Hickory is a sub-salt play, in an area where large horizontal salt sheets cover more than half of the Gulf of Mexico’s floor. These geological formations distorted the conventional seismic images.

In the initial survey, Raytrace modelling was used to identify seismic amplitude anomalies that can result from overlying salt, so focusing the seismic energy.

“The Hickory production platform has been designed to handle 300 million cubic feet of gas per day and 15,000 barrels (bbl) of oil per day.”

The discovery well was made in 1998 by a well drilled using the jackup Global Marine Baltic 1.

This well encountered approximately 300ft of hydrocarbon pay in multiple sands. The well was drilled to a total depth of 21,600ft.

A 7,3/4in production liner was to run the total depth of the well.


The development / delineation drilling operations were completed in March 2000, when well no 2 was drilled to a total depth of more than 18,000ft.

Well no l encountered main field pay zones, downdip of the original discovery well (Grand Isle 116 no 1 or Hickory A-1) located about one mile to the north.

The well was drilled by the Transocean 96 semisubmersible rig and penetrated a section of salt more than 8,000ft thick, which the company believes is one of the thickest ever drilled in the Gulf of Mexico.

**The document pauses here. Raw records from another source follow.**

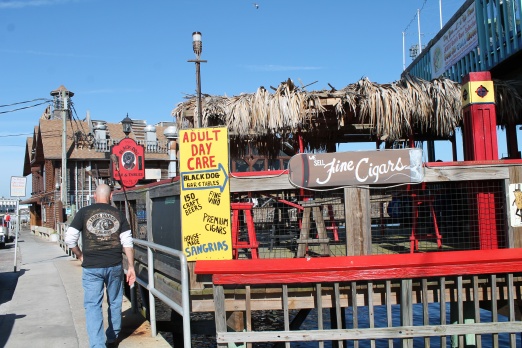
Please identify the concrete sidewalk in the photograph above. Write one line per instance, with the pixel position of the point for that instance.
(41, 305)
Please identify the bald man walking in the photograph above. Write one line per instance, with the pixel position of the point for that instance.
(105, 234)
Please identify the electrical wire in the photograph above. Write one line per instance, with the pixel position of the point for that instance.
(28, 101)
(25, 107)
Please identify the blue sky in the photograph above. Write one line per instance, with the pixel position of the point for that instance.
(122, 57)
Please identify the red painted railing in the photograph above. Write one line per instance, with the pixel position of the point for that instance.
(357, 268)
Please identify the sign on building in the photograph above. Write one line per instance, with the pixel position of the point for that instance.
(205, 194)
(354, 168)
(128, 162)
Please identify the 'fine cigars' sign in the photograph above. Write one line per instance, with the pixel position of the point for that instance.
(356, 168)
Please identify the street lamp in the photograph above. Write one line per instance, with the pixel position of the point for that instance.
(126, 124)
(197, 46)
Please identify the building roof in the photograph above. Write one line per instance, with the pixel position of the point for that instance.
(47, 142)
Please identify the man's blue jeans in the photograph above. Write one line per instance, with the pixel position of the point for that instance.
(94, 279)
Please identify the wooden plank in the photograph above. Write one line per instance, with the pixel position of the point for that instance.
(404, 332)
(220, 313)
(262, 183)
(441, 174)
(358, 217)
(405, 264)
(515, 177)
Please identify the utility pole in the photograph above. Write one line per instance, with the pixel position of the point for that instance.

The downhole drilling vibrations, caused by the high density of the salt formation, meant that Anadarko had to experiment with a number of assembly designs in association with high-torque / low-RPM mud motors, with PDC bits and synthetic muds.

Below the salt is a rubble zone of salt-affected shale, which is characterised by bit-balling and lost-circulation problems.

The problem zone usually occurs between 1,000ft and 1,500ft beneath the salt.

In order to reach its target, the second delineation well was drilled as an ‘s’-shaped hole with a maximum angle of 42°, extending more than three-quarters of a mile from the original well bore.

Anadarko and its partners drilled another even deeper 2,400ft well, in the Grand Isle 116 well, and so potentially extend the lower limits of additional pay intervals encountered by the original Grand Isle 116 well no 1.

A separate exploration well was approved for the Grand Isle block 111 and drilling began again after the work on block 116 was completed.

The operating companies had four wells by the end of 2000. The fifth well, Grand Isle (GI) 110 no 2, was drilled to a depth of 21,269ft and encountered 87ft of pay in 2001.

Platform construction

The Hickory production platform has been designed to handle 300 million cubic feet of gas per day and 15,000 barrels (bbl) of oil per day, as well as 20,000 barrels a day of water.

The first production from the Hickory field was achieved in December 2000. The GI 116 no 1 well produced 4,100 barrels of condensate and 62 million cubic feet (MMcf) of gas per day.

The engineering / design services for the project were carried out by Houston-based Paragon Engineering using PDMS software.

The Hickory platform construction was carried out at the Aker Gulf Island Fabrication in Houma, Louisiana.

The three-level Hickory deck weighs 3,500t and is supported by four-legged jackets designed for a 324ft water depth.

One aspect of the projects is that it was designed concurrently with Anadarko’s tanzanite platform, and the management encouraged a high degree of commonality in terms of equipment used, process configuration, piping and instrumentation / electrical systems applied.

It was reasoned that consistent design applications for both facilities would lend flexibility in transferring operations personnel between the two platforms.

Another feature was that both platforms were designed to include programmable logic controllers, rather than pneumatic air systems.

Platform installation

The platform was installed during the third quarter of 2000 by Heerema’s Hermod derrick barge.